I enjoy slicing and scaling historical stock market returns.

I’m not naive enough to assume that this helps predict the future. However, studying the past can provide a baseline to help set expectations regarding risk and a potential range of outcomes.

Here’s a different way to look at returns over different time horizons for the S&P 500 since 1993:

Here’s how to read this chart:

Choose a start year. Then, drop the number of years and the corresponding square will tell you the annual return from that starting point.

For example, the 9-year annual return, starting in 1993, was 14% per year.

You can see that there has been more green than red since 1993, but there have been some painful times for investors.

There were no losses for 11 years or more, but starting in 1999 or 2000 led to a lost decade. You also had multiple time frames, with losses coming out 2, 3, 4 and 5 years into the future. Five years can feel like an eternity in the stock market.

The range of results is also interesting to consider.
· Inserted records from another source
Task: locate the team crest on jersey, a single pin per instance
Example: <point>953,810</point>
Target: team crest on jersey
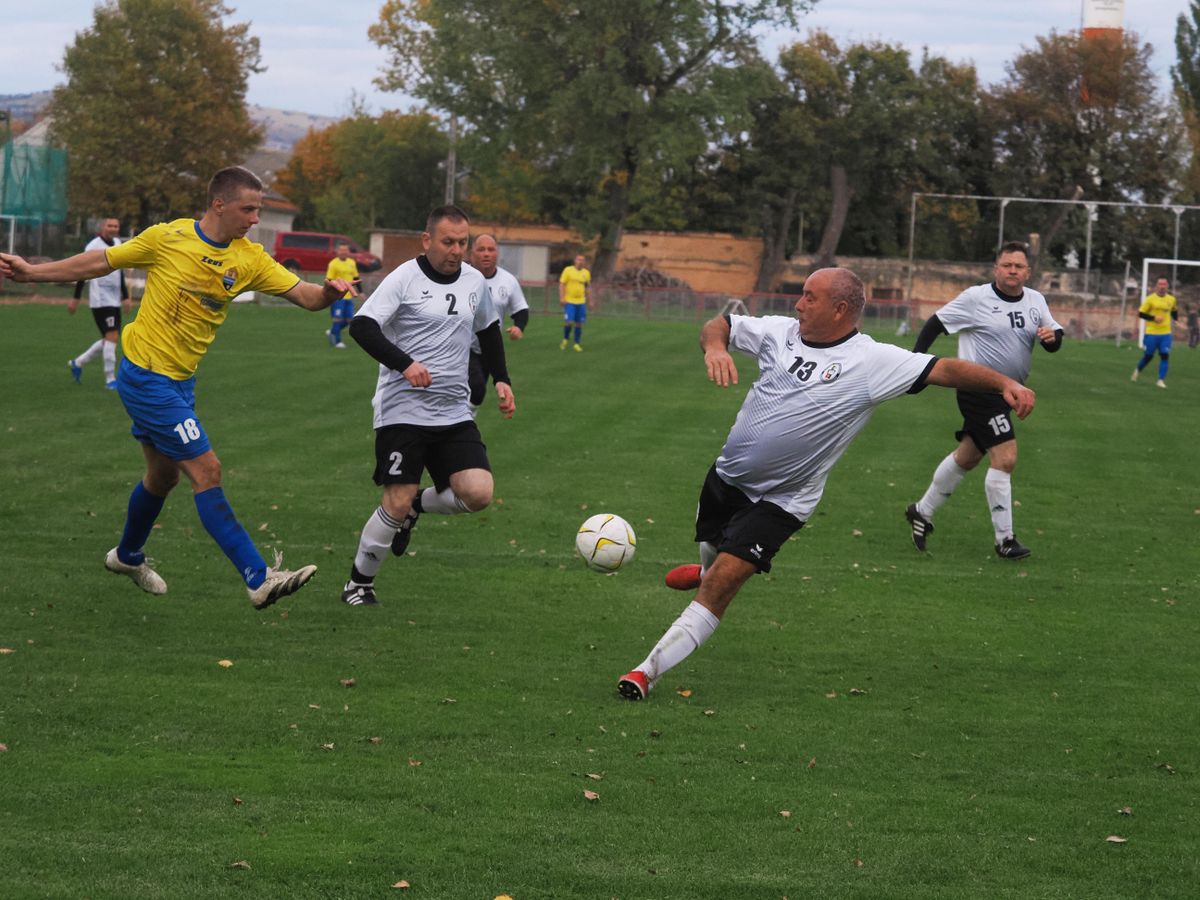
<point>831,372</point>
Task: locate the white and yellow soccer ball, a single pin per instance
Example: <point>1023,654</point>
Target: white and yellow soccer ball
<point>606,543</point>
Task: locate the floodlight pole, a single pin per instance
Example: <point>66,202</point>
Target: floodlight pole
<point>1087,252</point>
<point>1179,214</point>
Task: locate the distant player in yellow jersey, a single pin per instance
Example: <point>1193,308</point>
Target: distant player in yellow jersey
<point>342,311</point>
<point>193,268</point>
<point>573,294</point>
<point>1159,312</point>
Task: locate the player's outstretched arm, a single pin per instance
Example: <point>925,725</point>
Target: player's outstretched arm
<point>972,377</point>
<point>714,341</point>
<point>81,267</point>
<point>319,297</point>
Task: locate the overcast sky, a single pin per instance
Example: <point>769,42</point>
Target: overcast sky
<point>318,55</point>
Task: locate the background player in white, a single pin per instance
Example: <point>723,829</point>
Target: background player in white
<point>106,297</point>
<point>507,298</point>
<point>419,324</point>
<point>997,325</point>
<point>820,381</point>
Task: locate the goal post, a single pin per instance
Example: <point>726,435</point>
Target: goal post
<point>1157,262</point>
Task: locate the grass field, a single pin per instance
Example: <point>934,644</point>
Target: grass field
<point>867,723</point>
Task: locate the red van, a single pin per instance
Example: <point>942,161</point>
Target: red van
<point>311,251</point>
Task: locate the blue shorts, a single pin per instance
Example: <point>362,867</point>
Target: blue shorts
<point>1157,343</point>
<point>162,411</point>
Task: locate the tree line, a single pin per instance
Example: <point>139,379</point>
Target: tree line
<point>657,114</point>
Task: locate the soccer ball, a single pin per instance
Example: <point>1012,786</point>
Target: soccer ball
<point>606,543</point>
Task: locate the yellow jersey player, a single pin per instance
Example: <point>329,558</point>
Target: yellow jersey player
<point>1159,312</point>
<point>342,311</point>
<point>193,268</point>
<point>573,294</point>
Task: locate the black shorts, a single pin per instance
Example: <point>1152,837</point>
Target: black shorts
<point>741,527</point>
<point>108,318</point>
<point>403,451</point>
<point>985,419</point>
<point>477,378</point>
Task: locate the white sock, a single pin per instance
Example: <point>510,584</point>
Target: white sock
<point>947,477</point>
<point>88,355</point>
<point>376,543</point>
<point>445,503</point>
<point>687,634</point>
<point>999,487</point>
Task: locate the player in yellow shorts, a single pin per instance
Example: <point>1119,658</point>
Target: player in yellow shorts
<point>195,269</point>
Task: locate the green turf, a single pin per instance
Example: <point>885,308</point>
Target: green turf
<point>936,726</point>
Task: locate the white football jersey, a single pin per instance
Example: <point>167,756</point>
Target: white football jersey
<point>432,318</point>
<point>996,331</point>
<point>807,406</point>
<point>507,298</point>
<point>105,291</point>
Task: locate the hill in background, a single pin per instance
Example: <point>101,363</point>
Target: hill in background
<point>282,127</point>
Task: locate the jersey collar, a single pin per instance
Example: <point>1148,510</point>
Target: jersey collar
<point>433,274</point>
<point>1002,295</point>
<point>205,238</point>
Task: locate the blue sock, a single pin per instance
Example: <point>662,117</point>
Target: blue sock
<point>144,509</point>
<point>220,521</point>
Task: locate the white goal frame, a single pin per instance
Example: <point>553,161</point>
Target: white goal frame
<point>1145,288</point>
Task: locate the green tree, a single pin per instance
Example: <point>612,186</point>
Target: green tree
<point>366,172</point>
<point>1078,118</point>
<point>154,105</point>
<point>593,94</point>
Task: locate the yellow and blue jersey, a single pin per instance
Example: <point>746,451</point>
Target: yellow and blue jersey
<point>190,283</point>
<point>576,281</point>
<point>1157,305</point>
<point>342,269</point>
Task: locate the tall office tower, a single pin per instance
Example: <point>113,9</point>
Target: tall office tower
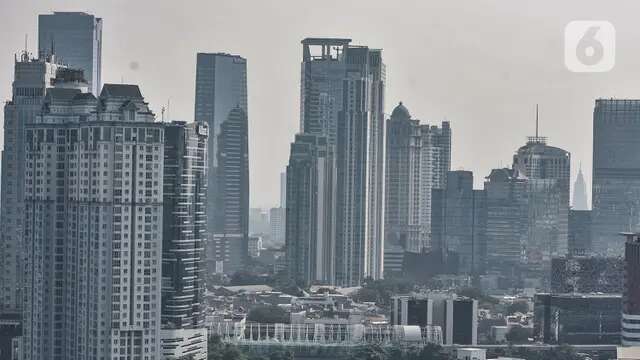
<point>31,80</point>
<point>507,219</point>
<point>232,220</point>
<point>277,223</point>
<point>579,239</point>
<point>580,193</point>
<point>460,232</point>
<point>547,170</point>
<point>283,189</point>
<point>184,235</point>
<point>221,97</point>
<point>418,158</point>
<point>93,225</point>
<point>631,292</point>
<point>342,98</point>
<point>311,211</point>
<point>76,39</point>
<point>616,173</point>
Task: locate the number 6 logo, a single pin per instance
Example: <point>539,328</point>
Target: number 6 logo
<point>589,46</point>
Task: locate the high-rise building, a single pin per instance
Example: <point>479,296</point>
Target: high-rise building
<point>76,39</point>
<point>310,227</point>
<point>456,316</point>
<point>333,71</point>
<point>579,240</point>
<point>461,223</point>
<point>231,223</point>
<point>277,223</point>
<point>221,103</point>
<point>631,292</point>
<point>32,78</point>
<point>418,158</point>
<point>507,219</point>
<point>577,318</point>
<point>547,173</point>
<point>616,173</point>
<point>184,236</point>
<point>580,193</point>
<point>93,225</point>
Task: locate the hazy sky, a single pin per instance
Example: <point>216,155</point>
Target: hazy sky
<point>482,65</point>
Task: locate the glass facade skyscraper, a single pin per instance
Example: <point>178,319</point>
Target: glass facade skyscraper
<point>616,173</point>
<point>93,226</point>
<point>184,238</point>
<point>76,39</point>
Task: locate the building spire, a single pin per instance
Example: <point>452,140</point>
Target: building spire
<point>537,121</point>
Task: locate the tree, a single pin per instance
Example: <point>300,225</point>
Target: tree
<point>268,314</point>
<point>217,350</point>
<point>517,335</point>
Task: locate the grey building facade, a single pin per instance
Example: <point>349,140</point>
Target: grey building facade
<point>616,173</point>
<point>76,39</point>
<point>342,99</point>
<point>93,226</point>
<point>507,219</point>
<point>310,234</point>
<point>547,173</point>
<point>461,222</point>
<point>221,103</point>
<point>418,158</point>
<point>184,236</point>
<point>32,79</point>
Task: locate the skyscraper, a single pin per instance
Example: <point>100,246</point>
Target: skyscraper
<point>547,173</point>
<point>418,159</point>
<point>616,173</point>
<point>462,223</point>
<point>580,193</point>
<point>631,292</point>
<point>342,99</point>
<point>310,226</point>
<point>221,103</point>
<point>507,219</point>
<point>76,39</point>
<point>93,225</point>
<point>32,78</point>
<point>184,236</point>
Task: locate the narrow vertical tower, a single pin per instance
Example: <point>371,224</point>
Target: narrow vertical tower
<point>93,225</point>
<point>184,237</point>
<point>221,96</point>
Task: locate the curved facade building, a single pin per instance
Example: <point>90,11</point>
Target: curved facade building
<point>184,228</point>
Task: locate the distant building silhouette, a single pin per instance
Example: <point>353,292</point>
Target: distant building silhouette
<point>184,237</point>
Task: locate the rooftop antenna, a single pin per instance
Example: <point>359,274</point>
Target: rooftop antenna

Annualized 10-year returns ranged from -1% to 17%. Over 15 years it was a high of 14% and a low of 4%. Over a 5-year time horizon, the range was from -2% to 29% annually.

Your stock market experience can vary drastically depending on your timing.

The good news is that the long run takes a lot of variance out of the equation. Look at the returns on the bottom left – they’re all in a pretty tight range.

The 31-year annual return from 1993 to 2023 was about 10% per year, even at long-term averages. Not bad.

Here’s a sampling of what’s happened over the past 31 years:

An emerging market currency crisis in 1998, the explosion of long-term capital management, the dot-com bubble, 9/11, the housing bubble, the Great Financial Crisis, the European Debt Crisis, the pandemic and the biggest increase in inflation in four decades.

We’ve also sprinkled in a few recessions, two massive market crashes, two bear markets, and ten double-digit corrections.

And the stock market still returned 10% a year.

I don’t know what the returns will look like in the next three decades.

But I am confident that there will be plenty of risks, recessions, geopolitical crises, scary headlines and economic contractions.

Regardless of the returns the stock market produces in the future, thinking and acting long-term remains the soundest strategy for investors.